Havia na sala uma senhora sentada num banquinho portando nas
mãos um fuso feito de madeira escura brilhante, resultado da constante
utilização que, com maestria e rapidez impressionantes, fiava aquela fibra,
transformando-a em fios, segundo os pescadores experientes, o mais resistente
de todos. Outras mulheres ali presentes iam formando grandes novelos com ele.
Meu pai, a quem eu acompanhava nessa aventura, me explicava
que aqueles novelos de tão lindo fio verde, iriam ser colocados em rocas e “coxados”,
em várias espessuras, de acordo com o tamanho do peixe a ser pescado. Duas pernas,
três, quatro... assim tinham pronto o
material para tecer as redes de pesca. Passavam pela mina cabeça os contos de
fada medievais lidos, com rocas e fusos envenenados, tão primitiva era a
manufatura desse material de trabalho dos valentes pescadores da época.
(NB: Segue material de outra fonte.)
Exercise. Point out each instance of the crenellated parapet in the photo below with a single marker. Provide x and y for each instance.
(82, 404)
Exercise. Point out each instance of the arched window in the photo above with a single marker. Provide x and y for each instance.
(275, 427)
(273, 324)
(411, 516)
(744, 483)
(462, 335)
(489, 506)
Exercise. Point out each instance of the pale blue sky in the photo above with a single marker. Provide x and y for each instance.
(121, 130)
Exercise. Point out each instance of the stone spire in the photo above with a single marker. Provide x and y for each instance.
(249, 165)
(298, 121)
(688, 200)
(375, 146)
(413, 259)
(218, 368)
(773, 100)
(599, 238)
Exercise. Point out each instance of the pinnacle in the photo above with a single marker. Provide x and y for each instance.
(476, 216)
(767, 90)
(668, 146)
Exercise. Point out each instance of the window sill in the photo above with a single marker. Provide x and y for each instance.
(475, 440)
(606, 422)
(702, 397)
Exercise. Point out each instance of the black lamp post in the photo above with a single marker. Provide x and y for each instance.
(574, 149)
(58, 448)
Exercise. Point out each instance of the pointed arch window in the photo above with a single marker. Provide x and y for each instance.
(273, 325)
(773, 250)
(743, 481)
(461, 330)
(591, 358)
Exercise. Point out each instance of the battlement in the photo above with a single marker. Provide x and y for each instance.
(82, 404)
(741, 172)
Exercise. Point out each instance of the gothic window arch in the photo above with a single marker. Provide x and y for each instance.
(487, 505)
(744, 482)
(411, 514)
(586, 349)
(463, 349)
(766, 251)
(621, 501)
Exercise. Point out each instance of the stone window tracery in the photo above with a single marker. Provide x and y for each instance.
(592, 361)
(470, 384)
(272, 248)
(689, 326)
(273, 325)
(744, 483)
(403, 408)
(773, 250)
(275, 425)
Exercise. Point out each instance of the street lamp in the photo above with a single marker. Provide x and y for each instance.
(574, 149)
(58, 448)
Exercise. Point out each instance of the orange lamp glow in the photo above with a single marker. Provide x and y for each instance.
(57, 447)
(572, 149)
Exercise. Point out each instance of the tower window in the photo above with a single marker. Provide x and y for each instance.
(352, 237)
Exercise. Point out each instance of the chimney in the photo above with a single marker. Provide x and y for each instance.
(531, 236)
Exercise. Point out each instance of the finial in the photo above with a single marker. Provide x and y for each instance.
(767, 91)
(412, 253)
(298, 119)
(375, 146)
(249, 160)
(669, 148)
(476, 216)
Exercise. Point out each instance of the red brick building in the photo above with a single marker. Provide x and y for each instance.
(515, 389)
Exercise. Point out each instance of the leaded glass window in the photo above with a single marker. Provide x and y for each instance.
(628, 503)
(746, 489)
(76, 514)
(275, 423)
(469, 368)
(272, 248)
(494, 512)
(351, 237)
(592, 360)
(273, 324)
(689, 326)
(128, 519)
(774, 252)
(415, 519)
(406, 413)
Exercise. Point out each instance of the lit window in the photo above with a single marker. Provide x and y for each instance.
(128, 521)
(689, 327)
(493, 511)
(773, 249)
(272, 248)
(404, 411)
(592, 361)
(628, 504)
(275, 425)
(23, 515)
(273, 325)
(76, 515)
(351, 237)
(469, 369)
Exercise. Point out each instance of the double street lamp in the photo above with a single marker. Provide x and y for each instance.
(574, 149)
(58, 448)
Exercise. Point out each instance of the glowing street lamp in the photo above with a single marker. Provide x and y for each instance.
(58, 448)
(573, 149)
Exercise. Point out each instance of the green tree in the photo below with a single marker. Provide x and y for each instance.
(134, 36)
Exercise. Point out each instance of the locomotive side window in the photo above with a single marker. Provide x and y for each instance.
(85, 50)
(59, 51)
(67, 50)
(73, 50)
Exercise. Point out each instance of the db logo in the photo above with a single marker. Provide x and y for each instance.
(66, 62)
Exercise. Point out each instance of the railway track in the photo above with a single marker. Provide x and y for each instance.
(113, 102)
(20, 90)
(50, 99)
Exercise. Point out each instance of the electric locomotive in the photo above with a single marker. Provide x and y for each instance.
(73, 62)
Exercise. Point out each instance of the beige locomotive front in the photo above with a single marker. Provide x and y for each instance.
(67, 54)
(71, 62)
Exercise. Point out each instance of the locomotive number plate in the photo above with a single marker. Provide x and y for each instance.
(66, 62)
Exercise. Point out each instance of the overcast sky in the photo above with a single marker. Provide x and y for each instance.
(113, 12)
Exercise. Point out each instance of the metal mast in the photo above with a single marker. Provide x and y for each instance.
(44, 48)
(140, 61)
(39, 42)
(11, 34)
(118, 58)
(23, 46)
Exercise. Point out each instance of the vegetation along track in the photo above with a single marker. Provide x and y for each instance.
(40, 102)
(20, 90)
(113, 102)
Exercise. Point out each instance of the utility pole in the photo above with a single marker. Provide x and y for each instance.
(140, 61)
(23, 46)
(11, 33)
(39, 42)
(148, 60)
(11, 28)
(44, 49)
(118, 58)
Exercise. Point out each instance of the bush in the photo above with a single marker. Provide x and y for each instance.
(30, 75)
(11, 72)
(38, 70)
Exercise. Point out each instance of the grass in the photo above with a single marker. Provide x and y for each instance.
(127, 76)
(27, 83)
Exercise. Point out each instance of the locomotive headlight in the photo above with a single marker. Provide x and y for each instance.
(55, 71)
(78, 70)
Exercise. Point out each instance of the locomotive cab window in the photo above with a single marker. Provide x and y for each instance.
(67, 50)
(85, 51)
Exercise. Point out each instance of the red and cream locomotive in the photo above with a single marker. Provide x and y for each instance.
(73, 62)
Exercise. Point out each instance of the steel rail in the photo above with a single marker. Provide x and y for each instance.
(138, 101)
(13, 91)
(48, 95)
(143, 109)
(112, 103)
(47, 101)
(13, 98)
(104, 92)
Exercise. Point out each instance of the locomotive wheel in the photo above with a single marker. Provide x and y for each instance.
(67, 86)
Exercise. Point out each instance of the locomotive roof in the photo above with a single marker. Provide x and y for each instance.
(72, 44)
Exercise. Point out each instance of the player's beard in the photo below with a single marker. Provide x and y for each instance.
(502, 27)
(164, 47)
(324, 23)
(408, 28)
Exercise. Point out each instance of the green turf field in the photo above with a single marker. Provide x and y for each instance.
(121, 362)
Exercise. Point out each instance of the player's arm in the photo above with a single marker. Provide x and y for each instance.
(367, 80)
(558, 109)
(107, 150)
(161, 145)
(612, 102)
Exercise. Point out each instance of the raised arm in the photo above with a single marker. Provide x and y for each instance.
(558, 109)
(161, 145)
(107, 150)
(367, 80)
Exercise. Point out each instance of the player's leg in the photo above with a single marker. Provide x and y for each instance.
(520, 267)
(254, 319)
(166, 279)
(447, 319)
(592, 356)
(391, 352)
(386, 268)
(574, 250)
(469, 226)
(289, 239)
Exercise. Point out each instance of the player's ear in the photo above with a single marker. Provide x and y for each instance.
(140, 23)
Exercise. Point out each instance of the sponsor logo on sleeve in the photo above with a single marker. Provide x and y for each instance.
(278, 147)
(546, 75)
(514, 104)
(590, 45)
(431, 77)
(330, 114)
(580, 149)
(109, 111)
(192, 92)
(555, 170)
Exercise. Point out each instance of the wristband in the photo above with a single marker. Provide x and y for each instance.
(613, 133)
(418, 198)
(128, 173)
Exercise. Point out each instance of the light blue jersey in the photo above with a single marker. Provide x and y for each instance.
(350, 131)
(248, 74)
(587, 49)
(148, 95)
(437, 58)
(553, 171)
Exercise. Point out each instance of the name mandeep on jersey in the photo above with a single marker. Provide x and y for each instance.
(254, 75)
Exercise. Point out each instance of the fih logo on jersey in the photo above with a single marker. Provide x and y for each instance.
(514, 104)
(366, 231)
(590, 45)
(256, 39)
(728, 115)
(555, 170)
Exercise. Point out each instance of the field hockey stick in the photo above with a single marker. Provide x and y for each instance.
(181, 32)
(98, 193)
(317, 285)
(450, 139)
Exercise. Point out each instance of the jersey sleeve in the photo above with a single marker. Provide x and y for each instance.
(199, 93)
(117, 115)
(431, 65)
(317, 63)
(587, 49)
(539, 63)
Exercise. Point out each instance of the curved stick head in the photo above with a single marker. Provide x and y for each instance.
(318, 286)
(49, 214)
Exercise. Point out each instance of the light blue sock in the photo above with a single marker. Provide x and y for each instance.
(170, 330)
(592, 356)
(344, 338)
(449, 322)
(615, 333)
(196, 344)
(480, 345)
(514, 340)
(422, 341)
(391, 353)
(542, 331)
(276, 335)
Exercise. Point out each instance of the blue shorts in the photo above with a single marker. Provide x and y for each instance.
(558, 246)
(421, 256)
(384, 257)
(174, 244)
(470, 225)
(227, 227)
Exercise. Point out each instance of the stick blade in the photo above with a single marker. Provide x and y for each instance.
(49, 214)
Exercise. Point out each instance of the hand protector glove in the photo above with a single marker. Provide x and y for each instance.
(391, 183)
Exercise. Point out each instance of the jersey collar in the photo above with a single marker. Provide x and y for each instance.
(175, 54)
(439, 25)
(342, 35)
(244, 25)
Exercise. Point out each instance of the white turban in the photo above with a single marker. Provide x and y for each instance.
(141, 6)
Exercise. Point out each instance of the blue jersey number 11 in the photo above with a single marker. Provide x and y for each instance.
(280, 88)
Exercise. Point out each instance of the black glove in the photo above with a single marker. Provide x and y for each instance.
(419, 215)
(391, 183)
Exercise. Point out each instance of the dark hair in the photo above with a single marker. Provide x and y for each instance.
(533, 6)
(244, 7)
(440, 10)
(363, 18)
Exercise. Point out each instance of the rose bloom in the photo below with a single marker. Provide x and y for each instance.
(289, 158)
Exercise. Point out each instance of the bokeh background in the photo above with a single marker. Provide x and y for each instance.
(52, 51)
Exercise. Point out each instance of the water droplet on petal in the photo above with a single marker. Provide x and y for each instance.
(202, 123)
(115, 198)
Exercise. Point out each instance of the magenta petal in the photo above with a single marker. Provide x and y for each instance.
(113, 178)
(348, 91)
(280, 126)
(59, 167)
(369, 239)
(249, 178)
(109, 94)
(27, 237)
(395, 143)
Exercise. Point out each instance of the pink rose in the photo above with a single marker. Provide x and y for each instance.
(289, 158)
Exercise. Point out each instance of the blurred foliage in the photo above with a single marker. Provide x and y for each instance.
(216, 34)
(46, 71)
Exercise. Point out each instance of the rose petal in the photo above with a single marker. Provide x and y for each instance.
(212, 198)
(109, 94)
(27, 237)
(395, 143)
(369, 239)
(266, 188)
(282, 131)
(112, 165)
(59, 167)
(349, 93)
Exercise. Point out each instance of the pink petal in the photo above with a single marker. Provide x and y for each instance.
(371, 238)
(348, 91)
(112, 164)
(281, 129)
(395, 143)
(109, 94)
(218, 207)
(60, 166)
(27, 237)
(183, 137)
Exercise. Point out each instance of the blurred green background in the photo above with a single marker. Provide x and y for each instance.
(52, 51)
Se você pensou que tecida a rede estava ela pronta para ser
utilizada, enganou-se. Precisavam ainda voltar ao mato para buscar a casca de
determinada árvore para nela deixar a rede em infusão de um dia para o outro. Dessa
forma sumia o lindo tom de verde da fibra, para dar lugar a um tom escuro,
quase preto que, segundo os pescadores, dava mais resistência ao material e, de
alguma forma, camuflava a rede, aumentando assim o resultado da pescaria.
Atualmente, as redes são compradas prontas em lojas especializadas, feitas de nylon. Quem chega até uma canoa, num porto de pesca, a fim de
comprar aquele delicioso peixinho fresco, nem presta atenção às redes
depositadas ali ao lado das canoas, mas diariamente os donos delas precisam
fazer os reparos dos estragos causados pelos peixes. Quando o estrago é
irreparável, dirigem-se à loja e adquirem outra. Há pouco mais de cinqüenta anos,
o processo de adquirir outra rede era bem mais trabalhoso. Muitas vezes, esse
esforço ia mar a dentro levado por um tubarão, um peixe grande qualquer, ou
mesmo um barco maior que levava embora as redes enroladas em seu equipamento.
É o resultado do progresso tecnológico, avançando com
velocidade impressionante, fazendo minha história parecer medieval, mas esses
fatos aconteciam há pouco, na segunda metade do século passado.